Schon bald durfte der Tierschutzverein seine ersten Erfolge verzeichnen. Noch im Gründungsjahr 1873 erließ die Kärntner Landesregierung eine Verordnung zum „humaneren Schlachtvieh-Transport“ und im städtischen Schlachthaus wurden moderne Schlachtinstrumente eingeführt.

Ein Jahr nach der Vereinsgründung zählte der Tierschutzverein 247 Mitglieder. Im Jahr 1905 erreichte er erstmals die Anzahl von 1000 Mitgliedern (Quelle: Klagenfurter Zeitung, 1905). Offiziell ins Vereinsregister eingetragen wurde der Verein aber erst im Jahr 1931.

Zuckerbrot und Peitsche

Wie bringt man die Bevölkerung dazu, Tiere besser zu behandeln? Hier setzte der Tierschutzverein auf ein System aus Strafen und Belohnungen. So wurden Prämien an jene Menschen, die ihre Arbeitstiere mit Rücksicht behandelten, ausbezahlt. Auch aufmerksame Aufsichtsorgane wurden mit Prämien belohnt. Die städtische Wachmannschaft erhielt 1917 eine Pauschalprämierung für ihr aufmerksames Einschreiten gegen Tierquälerei.

Andererseits wurde tierquälerisches Verhalten aber auch den Behörden zur Anzeige gebracht und die Täter wurden dafür bestraft: Im Jahr 1881 zählte der Verein etwa 18 Abstrafungen in Klagenfurt und drei im Bezirk Klagenfurt-Umgebung (Quelle: Klagenfurter Zeitung 1882).

Hoffen auf die Jugend

Gegen Ende des 18. Jahrhunderts war man davon überzeugt, dass die Schule der beste Ort zur Verankerung und zur Verbreitung des Tierschutzgedankens sei.

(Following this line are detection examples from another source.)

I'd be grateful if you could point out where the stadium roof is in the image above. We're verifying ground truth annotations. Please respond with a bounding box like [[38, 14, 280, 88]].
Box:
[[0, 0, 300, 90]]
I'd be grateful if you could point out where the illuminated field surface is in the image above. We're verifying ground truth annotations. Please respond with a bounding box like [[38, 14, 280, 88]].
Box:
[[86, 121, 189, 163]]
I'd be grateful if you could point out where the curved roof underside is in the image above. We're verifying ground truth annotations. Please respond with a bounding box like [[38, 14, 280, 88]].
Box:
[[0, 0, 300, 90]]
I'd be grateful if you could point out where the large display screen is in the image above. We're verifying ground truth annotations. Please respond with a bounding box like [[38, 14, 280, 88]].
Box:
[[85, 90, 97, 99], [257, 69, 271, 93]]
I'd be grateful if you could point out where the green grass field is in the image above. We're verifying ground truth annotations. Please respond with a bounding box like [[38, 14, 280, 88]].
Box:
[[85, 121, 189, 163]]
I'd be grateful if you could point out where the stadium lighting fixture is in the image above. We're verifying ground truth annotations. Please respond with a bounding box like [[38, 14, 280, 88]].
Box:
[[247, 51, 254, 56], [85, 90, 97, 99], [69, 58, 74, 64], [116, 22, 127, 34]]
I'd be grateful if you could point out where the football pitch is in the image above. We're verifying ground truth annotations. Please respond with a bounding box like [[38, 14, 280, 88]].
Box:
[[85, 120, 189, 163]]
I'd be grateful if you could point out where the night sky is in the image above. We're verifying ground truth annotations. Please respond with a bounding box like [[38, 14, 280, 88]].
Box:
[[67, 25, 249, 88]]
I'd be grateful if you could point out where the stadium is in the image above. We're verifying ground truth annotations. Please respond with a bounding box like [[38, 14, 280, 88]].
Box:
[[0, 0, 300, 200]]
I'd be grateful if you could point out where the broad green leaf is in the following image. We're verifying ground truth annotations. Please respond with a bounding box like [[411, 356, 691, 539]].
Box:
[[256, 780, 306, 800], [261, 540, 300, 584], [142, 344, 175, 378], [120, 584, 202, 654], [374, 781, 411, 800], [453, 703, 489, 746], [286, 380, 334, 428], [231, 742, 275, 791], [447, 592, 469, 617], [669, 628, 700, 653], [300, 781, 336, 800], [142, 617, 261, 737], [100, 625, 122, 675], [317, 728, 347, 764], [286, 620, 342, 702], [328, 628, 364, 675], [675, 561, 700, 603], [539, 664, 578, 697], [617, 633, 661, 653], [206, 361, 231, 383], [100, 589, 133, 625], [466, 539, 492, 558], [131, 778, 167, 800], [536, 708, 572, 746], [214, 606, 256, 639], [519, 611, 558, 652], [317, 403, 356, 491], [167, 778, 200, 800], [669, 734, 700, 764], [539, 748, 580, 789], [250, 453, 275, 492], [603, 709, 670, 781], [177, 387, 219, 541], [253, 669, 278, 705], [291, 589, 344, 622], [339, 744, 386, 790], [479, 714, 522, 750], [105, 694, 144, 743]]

Denn: Wer Tiere quäle, der mache auch vor Menschen nicht halt. Der „Thierschutz“ sollte daher ein unzertrennlicher Teil der Gesamterziehung werden.

Grundwerte in Sachen Tierschutz wurden in Form von kindgerechten Büchern und Broschüren vermittelt. So ließ der Tierschutzverein im Jahr 1876 mehrere Hundert Exemplare der Broschüre „Misshandelt die Thiere nicht!“ drucken, um sie zunächst in Volksschulen, und danach in sämtlichen Schulklassen in ganz Kärnten zu verteilen.

Schutz der Singvögel und Lastentiere

Vor 150 Jahren waren die Winter so kalt, dass Singvögel unter der geschlossenen Schneedecke kaum noch Nahrung fanden. Ihre Fütterung lag dem Tierschutzverein daher sehr am Herzen. Er errichtete Futterhäuschen in der gesamten Stadt. Zur Verzierung der immer größer werdenden Damenhüte wurden Schmuckfedern genutzt. Dafür wurden Tausende Vögel getötet, etliche Wildvogelarten waren vom Aussterben bedroht. Im Jahr 1891 veröffentlichte der Tierschutzverein in der Klagenfurter Zeitung einen „Aufruf an die Damenwelt“, mit der Bitte, dem „gräulichen Massenvogelmorden ein Ende zu bereiten“. Der Appell wurde in 700 Exemplaren gedruckt, an alle größeren Zeitungen gesandt und zeigte letztendlich Wirkung. Der Federschmuck verlor an Attraktivität und mit Ausbruch des Ersten Weltkrieges kam der weltweite Federhandel komplett zum Erliegen.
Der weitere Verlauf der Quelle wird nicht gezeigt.